By Matt Waine
In early December, mechanical workers (plumbers, fitters and welders) who are members of Unite voted to accept a pay increase worth 9.9% over two years. This will see the basic rate for mechanical workers increase from €26.32/hour to over €29/hour. Unlike previous pay deals, the union is free to ballot members at any stage, should inflation further erode workers’ take home pay.
A key factor in this dispute was the crippling effects of the cost of living over the past two years that saw workers’ incomes shrink as inflation drove prices for basic commodities to record levels. The anger at spiralling costs for housing, energy and food was further fueled by the announcement of massive spikes in profits posted by major construction contractors – proof that the main driving force behind inflation was not global political instability and war, but rather the greed of employers who sought to profit off instability and war.
However, the most important factor was a union that was willing to go the distance in delivering a real pay rise for its members. Where other unions were content to settle for the crumbs from the bosses table, Unite deployed a strategy to mobilise and engage their members to fight for more. The deal agreed by Unite was 4.5% more than the initial Labour Court Recommendation.
Emboldened union members
The threat of industrial action was not mere shadow-boxing. Mechanical workers had already shown their willingness to strike in March 2023 with a one-day shut down on the Pfizer and Intel projects. And it was this action that forced the employers to make the initial offer of a 3% increase this year, followed by a paltry 1.9% next year.
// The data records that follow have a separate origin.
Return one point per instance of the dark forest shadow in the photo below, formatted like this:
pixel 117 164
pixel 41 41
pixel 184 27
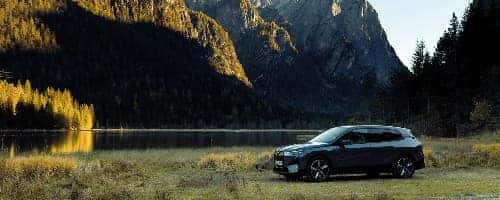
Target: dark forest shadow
pixel 137 74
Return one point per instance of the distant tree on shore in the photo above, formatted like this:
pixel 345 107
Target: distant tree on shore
pixel 22 107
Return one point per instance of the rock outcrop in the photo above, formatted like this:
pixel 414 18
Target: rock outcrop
pixel 329 56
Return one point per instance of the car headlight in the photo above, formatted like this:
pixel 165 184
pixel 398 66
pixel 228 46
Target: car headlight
pixel 294 153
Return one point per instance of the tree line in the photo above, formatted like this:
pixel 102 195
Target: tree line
pixel 23 107
pixel 142 64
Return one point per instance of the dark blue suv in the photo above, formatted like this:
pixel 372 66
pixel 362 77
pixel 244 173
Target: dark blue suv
pixel 352 149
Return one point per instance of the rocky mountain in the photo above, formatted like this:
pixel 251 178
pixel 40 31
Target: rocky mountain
pixel 342 52
pixel 141 63
pixel 264 48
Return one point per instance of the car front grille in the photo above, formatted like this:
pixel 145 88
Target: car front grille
pixel 279 155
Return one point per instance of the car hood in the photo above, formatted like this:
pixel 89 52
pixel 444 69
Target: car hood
pixel 302 146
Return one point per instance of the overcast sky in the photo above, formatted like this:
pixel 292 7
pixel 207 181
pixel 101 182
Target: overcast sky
pixel 405 21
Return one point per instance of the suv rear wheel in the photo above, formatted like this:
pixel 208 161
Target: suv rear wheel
pixel 318 169
pixel 403 167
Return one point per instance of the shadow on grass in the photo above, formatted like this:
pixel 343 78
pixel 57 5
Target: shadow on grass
pixel 342 178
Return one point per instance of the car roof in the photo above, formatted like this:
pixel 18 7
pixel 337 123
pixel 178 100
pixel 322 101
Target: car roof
pixel 377 127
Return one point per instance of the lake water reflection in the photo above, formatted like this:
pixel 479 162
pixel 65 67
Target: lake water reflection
pixel 85 142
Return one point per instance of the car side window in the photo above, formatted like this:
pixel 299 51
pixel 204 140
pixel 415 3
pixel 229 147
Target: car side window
pixel 355 136
pixel 391 136
pixel 376 136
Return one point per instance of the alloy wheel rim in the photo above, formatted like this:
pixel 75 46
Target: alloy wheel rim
pixel 404 167
pixel 319 170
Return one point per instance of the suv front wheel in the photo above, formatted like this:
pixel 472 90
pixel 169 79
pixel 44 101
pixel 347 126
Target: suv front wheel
pixel 318 169
pixel 403 167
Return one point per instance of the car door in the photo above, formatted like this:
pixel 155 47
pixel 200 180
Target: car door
pixel 353 154
pixel 381 143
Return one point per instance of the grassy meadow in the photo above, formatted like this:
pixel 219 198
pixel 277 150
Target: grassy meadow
pixel 464 168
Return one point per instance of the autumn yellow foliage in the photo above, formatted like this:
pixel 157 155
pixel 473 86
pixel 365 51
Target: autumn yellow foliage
pixel 23 107
pixel 34 166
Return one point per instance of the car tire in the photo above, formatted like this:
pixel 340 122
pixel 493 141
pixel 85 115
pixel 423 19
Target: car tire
pixel 403 167
pixel 318 169
pixel 292 177
pixel 373 174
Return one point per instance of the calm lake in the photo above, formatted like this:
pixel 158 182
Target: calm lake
pixel 86 142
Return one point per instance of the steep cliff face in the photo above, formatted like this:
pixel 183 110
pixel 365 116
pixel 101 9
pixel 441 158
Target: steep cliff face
pixel 264 47
pixel 345 35
pixel 342 53
pixel 141 63
pixel 176 16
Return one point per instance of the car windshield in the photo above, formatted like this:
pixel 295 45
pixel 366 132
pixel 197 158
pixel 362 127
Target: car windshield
pixel 330 135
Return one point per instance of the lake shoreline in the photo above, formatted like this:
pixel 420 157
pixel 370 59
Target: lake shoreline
pixel 167 130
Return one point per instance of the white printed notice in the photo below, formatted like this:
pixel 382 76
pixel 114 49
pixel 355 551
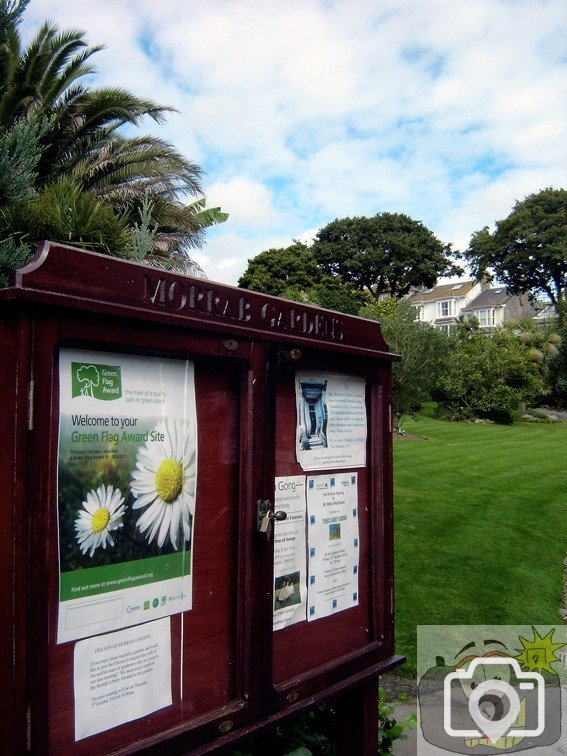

Emboldened by the strike action in March, members overwhelmingly rejected that offer and instead directed the union to ballot all members across the sector. The ballot was a resounding 92% in favour of strike action across 30 companies.
Faced with the prospect of the entire construction sector being disrupted, the employers caved in, offered talks and conceded the 9.9% increase.
Movement needs radical reorientation
For 40 years, the trade union movement has been in decline. Membership has plummeted to 25% density, whereas in the 1960s over 60% of workers were represented by unions. Social partnership, and a plethora of anti-union legislation, has sucked much of the life out of our movement. For many workers, unions offer only a legacy of betrayal and sell out. An existential crisis confronts the trade union movement.
The culture of social partnership needs to be abandoned. What replaces it is what needs to be discussed and considered by all serious union activists. The election of Sharon Graham as General Secretary of Unite (covering the UK and Ireland) has seen the union pivot back to the workplace and the shop floor. This strategy has seen union membership jump by 30,000 over the last year. Since Graham’s election, Unite has been involved in over 700 disputes, with an 80% win rate.